Against everyone’s advice I invested in a pair of diamante earrings, cost 1s. 3d. old money, in Woolworths. They had an inset of baby blue also, and I thought that this was the last word in co-ordination. I wore them for three days before the event, and ignored the fact that great ulcerous sores were forming on my earlobes. Practice I thought, would solve that.
The formal party started at 9pm. I was ready at six, and looked so beautiful that I thought it would be unfair to the rest of the girls. How could they compete?
The riot of baby blue had descended to the shoes as well, and in those days, shoe dying wasn’t all it is these days. By 7pm, my legs had turned blue up to the knee. It didn’t matter, said my father kindly, unless, of course, they do the can-can these days. Panic set in, and I removed shoes, stockings and scrubbed my legs to their original purple, and the shoes to their off-white. To hell with co-ordination, I wasn’t going to let people think I had painted myself with woad.

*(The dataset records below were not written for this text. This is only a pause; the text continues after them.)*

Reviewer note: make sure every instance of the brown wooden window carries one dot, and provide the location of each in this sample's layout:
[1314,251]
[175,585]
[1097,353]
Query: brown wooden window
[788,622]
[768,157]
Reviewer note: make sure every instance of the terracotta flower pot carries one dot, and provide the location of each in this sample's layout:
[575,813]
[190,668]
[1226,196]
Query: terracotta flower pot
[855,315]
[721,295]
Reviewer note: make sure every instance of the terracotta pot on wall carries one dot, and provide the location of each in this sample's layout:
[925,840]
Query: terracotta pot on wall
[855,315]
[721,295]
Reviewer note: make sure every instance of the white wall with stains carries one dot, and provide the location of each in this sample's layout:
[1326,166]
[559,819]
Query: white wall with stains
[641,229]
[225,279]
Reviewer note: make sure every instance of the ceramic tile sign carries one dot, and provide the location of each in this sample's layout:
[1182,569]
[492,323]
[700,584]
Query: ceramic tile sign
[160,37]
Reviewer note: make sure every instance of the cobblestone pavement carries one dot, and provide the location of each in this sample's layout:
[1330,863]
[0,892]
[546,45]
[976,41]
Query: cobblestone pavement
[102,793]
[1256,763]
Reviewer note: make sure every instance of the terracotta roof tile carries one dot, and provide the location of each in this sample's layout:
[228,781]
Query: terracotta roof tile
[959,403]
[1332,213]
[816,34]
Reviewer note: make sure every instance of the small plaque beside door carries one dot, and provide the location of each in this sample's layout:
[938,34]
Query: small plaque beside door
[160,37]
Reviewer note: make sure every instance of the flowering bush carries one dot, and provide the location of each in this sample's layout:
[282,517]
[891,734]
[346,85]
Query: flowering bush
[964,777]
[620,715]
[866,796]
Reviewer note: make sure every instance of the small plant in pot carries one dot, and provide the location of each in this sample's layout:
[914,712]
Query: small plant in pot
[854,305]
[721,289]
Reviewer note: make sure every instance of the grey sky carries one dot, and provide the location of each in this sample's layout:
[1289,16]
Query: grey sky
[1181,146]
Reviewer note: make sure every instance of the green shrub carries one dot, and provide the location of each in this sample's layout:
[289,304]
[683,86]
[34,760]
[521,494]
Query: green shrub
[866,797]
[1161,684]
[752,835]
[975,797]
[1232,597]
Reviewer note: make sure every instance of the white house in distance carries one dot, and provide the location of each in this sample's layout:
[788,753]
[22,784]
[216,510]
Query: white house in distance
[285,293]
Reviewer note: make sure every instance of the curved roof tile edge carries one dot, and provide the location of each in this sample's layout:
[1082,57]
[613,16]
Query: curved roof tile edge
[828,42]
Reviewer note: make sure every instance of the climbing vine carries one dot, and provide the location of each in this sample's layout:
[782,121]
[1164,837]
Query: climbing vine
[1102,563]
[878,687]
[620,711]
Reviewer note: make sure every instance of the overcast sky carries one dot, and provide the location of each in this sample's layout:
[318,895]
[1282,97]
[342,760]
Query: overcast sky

By 8pm, I pitied my drab parents and my pathetic family who were not glitter and stardust as I was. They were tolerant to the degree of not commenting on my swollen ears which now couldn’t take the diamante clips and luxuriated with the innovation of sticking-plaster painted blue. They told me that I looked lovely, and that I would be the belle of the ball. I knew it already, but it was nice to have it confirmed.
There is no use in dwelling on the formal party. Nobody danced with me at all, except in the Paul Jones, and nobody said I looked well. Everyone else had blouses and long skirts which cost a fraction of what the alterations on my cousin’s evening dress had set me back. Everyone else looked normal; I looked like a mad blue balloon.
I decided I would burn it that night when I got home, in the garden in a bonfire. Then I thought that would wake my parents and make them distressed that I hadn’t been the belle of the ball after all, so I set off down the road to burn it on the railway bank of Dalkey station. Then I remembered the bye-laws, and having to walk home in my underwear, which the baby had rightly said looked better than the dress, so I decided to hell with it all, I would just tear it up tomorrow, at dawn.
But the next day, didn’t a boy, a real live boy who had danced with me during one of the Paul Joneses, ring up and say that he was giving a formal party next week, and would I come? The social whirl was beginning, I thought, and in the grey light of morning the dress didn’t look too bad on the back of a chair.
And there wasn’t time to get a skirt and blouse and look normal like everyone else, and I checked around and not everybody had been invited to his formal party – in fact only three of us had.
So I rang the mother of the cousin again, and she was embarrassingly gratified this time, and I decided to allow my ears to cure and not wear any earrings, and to let the perm grow out, and to avoid dyed shoes. And a whole winter season of idiotic parties began, at which I formally decided I was the belle of the ball even though I hardly got danced with at all, and I know I am a stupid cow, but I still have the dress, and I am never going to give it away, set fire to it on the railway bank or use it as a duster.